Getting Back the “Pre-Baby” Body: why you never will and why that’s something to be celebrated

It’s just a matter of weeks now before the twins come and I’ve been starting to think about post-pregnancy life. We’re excited to welcome our babies home, introduce them to family, and start developing our family routines together. It’ll be a challenge, but recently I’ve met some wonderfully supportive fellow twin moms in the area who have given me confidence that though twins are a challenge, they’re also a ton of fun and so worth every second of extra work.

(Side note: if you’re expecting twins, look up your local Mothers of Multiples chapter for some great resources).

Part of post-pregnancy for a lot of women is getting the “pre-baby” body back. I’ve been thinking about this a lot lately and want to share some of my thoughts with you…


Pregnancy does a number on your body; it’s hard work and it’s quite fascinating everything your body is capable of doing. Stretch marks, flabby skin, c-section scars, and all the other changes pregnancy brings are something a lot of women are self-conscious about…I know I am!

Should we be self-conscious? Shouldn’t we be proud of our new status as moms?

I keep complaining to my husband that I’ve got a mom body now and I always will from here on out. I’m still in my early twenties and while I absolutely do not regret having kids now, it’s still hard to go through my closet and think I may never be able to wear some of my favorite dresses or jeans again. TwinDad has always been incredibly supportive and oh-so-sweet. Any time I complain about being a big fat whale he’s quick with a kiss and to tell me I’m not a whale, I’m just pregnant. And he thinks I’m more beautiful than ever now that I’m the mother of his children…he’s really quite incredible and I am so blessed to have him by my side.

Are we too heavily focused on losing weight immediately after giving birth? My husband’s words have really developed my thoughts on the whole pre-baby body debate. He’s a workout junkie, but his main focus is keeping his body healthy rather than being a sculpted Greek god. Whenever I bring up my worries about getting my pre-baby body back (will it even be possible?) he reminds me that what’s important is being healthy, not fitting into some society-determined idea of attractive or skinny. Being healthy means eating a well-balanced diet and keeping active without pushing yourself to an unfair extreme just to shed pounds.

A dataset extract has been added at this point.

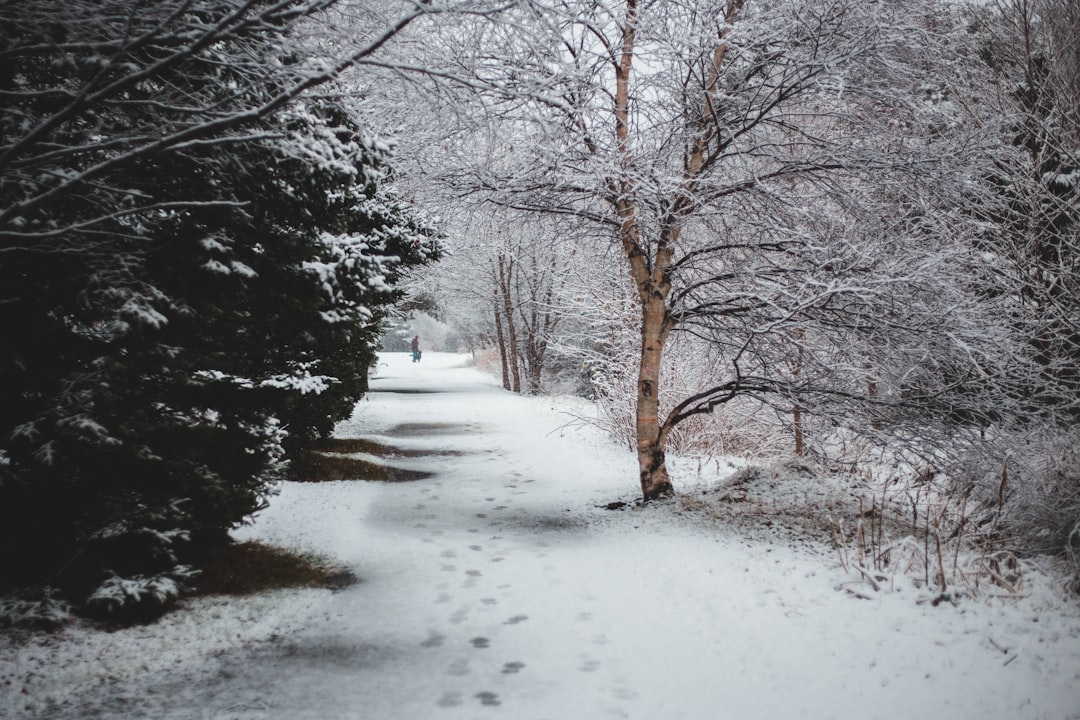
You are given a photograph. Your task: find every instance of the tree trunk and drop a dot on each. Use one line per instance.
(651, 438)
(502, 342)
(505, 273)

  • Diet: Dieting is a slightly sensitive subject, I think, but one that might need to be approached. We’ve all seen the “lose weight fast”, “lose baby weight in one week” etc. diet plans that seem too good to be true. I think our idea of dieting isn’t a healthy one; too often we starve ourselves and cut calories and end up doing more harm than good. A new approach is needed. Swap bad habits for good, focus on making sure you are always getting the nutrients you need, and keep the good calories coming rather than just limiting. For moms, especially nursing moms, this is especially important! While we may be concerned about losing the baby weight, we have a job to do still and that job is feeding our babies. Nursing burns a lot of calories and we need to keep ourselves hydrated and well-fed to keep up with the demands on our bodies. A good nursing diet is essential…we need to eat healthy foods that will keep us and our babies nourished properly.
  • Exercise: Exercise to lose baby weight is something I’ve been worried about. C-section recovery isn’t pretty and isn’t quick. I’m worried about making it up the three flights of stairs to our apartment when we get home from the hospital. How can I think about exercising? Keeping active is good for your recovery, but don’t push it too soon after major surgery. Walking around the house and taking a shower can be quite enough for the first few weeks. Once I start feeling better, I know I’ll be looking forward to summer evening walks in the park with TwinDad and the babies. Starting with a quiet stroll and working our way up to a more brisk walk will be a good routine, focusing on being healthy and making a good recovery rather than losing weight.

Let me just say this…diet and exercise are essential and great things as long as we focus on being healthy! I don’t want to sound like I’m discouraging anyone from either practice, especially because I actually think they’re necessary with the right mindset. And, as always, be sure to talk to your doctor about what’s healthy and right for you, your body, and your recovery time!

My take: you’ll never get back your “pre-baby” body…and that’s not a bad thing!

I don’t mean to sound pessimistic or discouraging when I say you’ll never get your pre-baby body back. I think the stress, anxiety, and heavy focus on the importance of getting your “pre-baby” body back is something harmful to women and diminishes the new role we have embraced as moms. Being a mom, as I’ve said in previous posts, is a sacrifice. We may not be able to fit into the same jeans and dresses we wore in college, but that does not mean we are any less beautiful. We’ve given ourselves to a wonderful life and should embrace our post-baby body rather than obsessing about getting back the pre-baby body.

Our stretch marks will fade over time.

With proper hydration our flabby skin will tighten.

The extra weight will be shed eventually.

But we will never be in the body we had pre-baby. And we should love that. A “mom-body” is nothing to be ashamed of; it’s something to be celebrated. Celebrate away as you work on keeping healthy for you and your new baby (or babies!).